The ocean consolidators are also providing sea-air services for large container shipments of personal protective equipment for hospitals, which initially relied on express air to cover immediate supply shortages.
“We have moved several sea-air shipments well over 80 cubic meters from Shanghai to . . . Munich and Madrid recently,” said Spencer Strader, ECU Worldwide’s director of U.S. imports. “We have been moving weekly shipments in the 40- to 50-cubic meter range of PPE from Shanghai and Shenzhen to Buenos Aires, Argentina, and Bogota, Colombia, via Miami.”
Personal protective equipment, or PPE, is worn to minimize exposure to hazards such as viruses.
Minneapolis-based forwarder C.H. Robinson Worldwide (NASDAQ: CHRW) has also helped Asian shippers turn to sea-air transport for their U.S.-bound shipments.
“We’re working closely with them to understand their current inventory levels and determine if expedited ocean services to the U.S. and domestic air to various U.S. states will work with their timeline,” said Matt Castle, C.H. Robinson’s vice president of global forwarding products and services. “With the right planning, global shippers can accommodate the longer lead time and take advantage of the cost savings.”
DSV Panalpina (OTCMKTS: DSDVY), based in Germany, has experienced greater interest in its sea-air service to Europe via Singapore and Dubai.
“At the beginning of the year – before Chinese New Year – we experienced an increase in demand for this service from markets such as Bangladesh, Myanmar and Cambodia due to a surge in textile volumes,” DSV Panalpina spokesman Christian Krogslund told American Shipper.
“As the COVID-19 pandemic unfolded late in the first quarter, demand shifted towards mainly PPE,” he said. “In order to keep supply chains flowing with vital PPE for the fight against COVID-19, we have used transshipment points such as South Korea, Taiwan and even Vietnam to meet the huge demand for capacity out of China.”
Shipco COO Kim Ekstroem said experienced logistics providers can establish new sea-air routes on demand.
When airfreight capacity to China suddenly tightened at the start of the pandemic, Shipco established a sea-air solution through Inchon, South Korea. Cargo arrived via aircraft at Inchon and was reloaded into ocean containers for transport to Shanghai.
“We got down to a transit time of roughly seven days,” Ekstroem said.

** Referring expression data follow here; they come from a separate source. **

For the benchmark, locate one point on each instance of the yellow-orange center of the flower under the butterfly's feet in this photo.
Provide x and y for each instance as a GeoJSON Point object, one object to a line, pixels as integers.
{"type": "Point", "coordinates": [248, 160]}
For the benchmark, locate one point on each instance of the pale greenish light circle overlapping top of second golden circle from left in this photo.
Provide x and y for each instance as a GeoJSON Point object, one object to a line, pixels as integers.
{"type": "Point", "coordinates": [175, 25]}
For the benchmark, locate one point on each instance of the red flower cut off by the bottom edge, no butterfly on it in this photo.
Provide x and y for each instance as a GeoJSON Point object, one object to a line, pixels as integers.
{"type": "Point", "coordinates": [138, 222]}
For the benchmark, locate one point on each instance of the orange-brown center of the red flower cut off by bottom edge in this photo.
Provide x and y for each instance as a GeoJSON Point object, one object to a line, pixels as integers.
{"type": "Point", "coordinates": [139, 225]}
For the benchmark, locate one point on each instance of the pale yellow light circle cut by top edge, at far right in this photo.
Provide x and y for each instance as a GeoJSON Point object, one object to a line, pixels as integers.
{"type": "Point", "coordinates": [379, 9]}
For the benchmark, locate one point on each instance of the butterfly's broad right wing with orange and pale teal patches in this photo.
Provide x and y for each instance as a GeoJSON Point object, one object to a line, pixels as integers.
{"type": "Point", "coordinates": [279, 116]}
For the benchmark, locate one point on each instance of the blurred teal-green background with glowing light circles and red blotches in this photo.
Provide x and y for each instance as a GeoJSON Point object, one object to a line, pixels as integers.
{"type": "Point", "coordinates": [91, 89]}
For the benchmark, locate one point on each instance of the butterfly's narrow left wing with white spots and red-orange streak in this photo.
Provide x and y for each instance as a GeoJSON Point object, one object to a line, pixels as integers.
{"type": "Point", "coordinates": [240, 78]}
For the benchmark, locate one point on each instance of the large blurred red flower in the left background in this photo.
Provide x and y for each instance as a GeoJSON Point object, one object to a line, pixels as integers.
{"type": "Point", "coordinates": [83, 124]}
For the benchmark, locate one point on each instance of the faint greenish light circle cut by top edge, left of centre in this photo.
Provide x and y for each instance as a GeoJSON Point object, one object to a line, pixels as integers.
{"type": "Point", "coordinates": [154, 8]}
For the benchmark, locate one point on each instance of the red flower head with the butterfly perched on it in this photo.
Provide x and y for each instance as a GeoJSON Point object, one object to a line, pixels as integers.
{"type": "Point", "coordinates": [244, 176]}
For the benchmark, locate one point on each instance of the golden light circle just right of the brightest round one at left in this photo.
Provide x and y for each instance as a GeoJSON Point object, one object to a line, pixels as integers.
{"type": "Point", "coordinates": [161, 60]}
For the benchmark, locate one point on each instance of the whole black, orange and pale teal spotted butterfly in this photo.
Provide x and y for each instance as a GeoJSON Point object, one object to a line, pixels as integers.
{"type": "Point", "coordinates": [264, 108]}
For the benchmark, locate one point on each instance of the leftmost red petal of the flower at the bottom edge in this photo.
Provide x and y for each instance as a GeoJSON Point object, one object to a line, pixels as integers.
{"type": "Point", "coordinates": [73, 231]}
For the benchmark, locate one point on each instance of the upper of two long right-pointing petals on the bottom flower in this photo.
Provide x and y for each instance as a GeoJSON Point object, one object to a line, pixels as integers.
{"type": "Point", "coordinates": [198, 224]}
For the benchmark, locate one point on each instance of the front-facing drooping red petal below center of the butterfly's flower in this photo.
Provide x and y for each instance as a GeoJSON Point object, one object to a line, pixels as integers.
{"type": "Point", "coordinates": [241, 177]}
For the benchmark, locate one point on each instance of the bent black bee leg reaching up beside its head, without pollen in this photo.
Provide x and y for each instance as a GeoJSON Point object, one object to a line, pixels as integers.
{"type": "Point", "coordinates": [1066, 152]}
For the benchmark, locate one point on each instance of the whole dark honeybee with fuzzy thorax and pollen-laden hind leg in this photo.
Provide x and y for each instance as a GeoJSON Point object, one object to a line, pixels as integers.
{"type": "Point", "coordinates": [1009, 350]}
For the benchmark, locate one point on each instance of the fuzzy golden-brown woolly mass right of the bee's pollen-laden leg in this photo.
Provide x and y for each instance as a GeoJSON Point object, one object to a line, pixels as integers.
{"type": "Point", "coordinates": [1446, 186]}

However, he added, the service only lasted until the outbreak subsided in China.
Sustaining sea-air services post-COVID-19
ECU Worldwide said it plans to expand XLERATE for Europe with truck service to nine more inland U.S. locations in the next several weeks.
“Our XLERATE service, however, must first have access to premium port-to-port and express terminal gate-out services in Los Angeles for us to put it under the XLERATE rate,” Strader said.
Since sea-air services thrive on supply chain emergencies, C.H. Robinson’s Castle said the number of shipper requests will likely decrease once the COVID-19 virus subsides.
But Shipco’s Ekstroem believes sea-air services will stick around once the COVID-19 pandemic subsides.
“I think the need for cargo capacity will increase faster than our appetite for traveling, and without us traveling, there will be limited belly capacity and airfreight rates will stay high,” he said.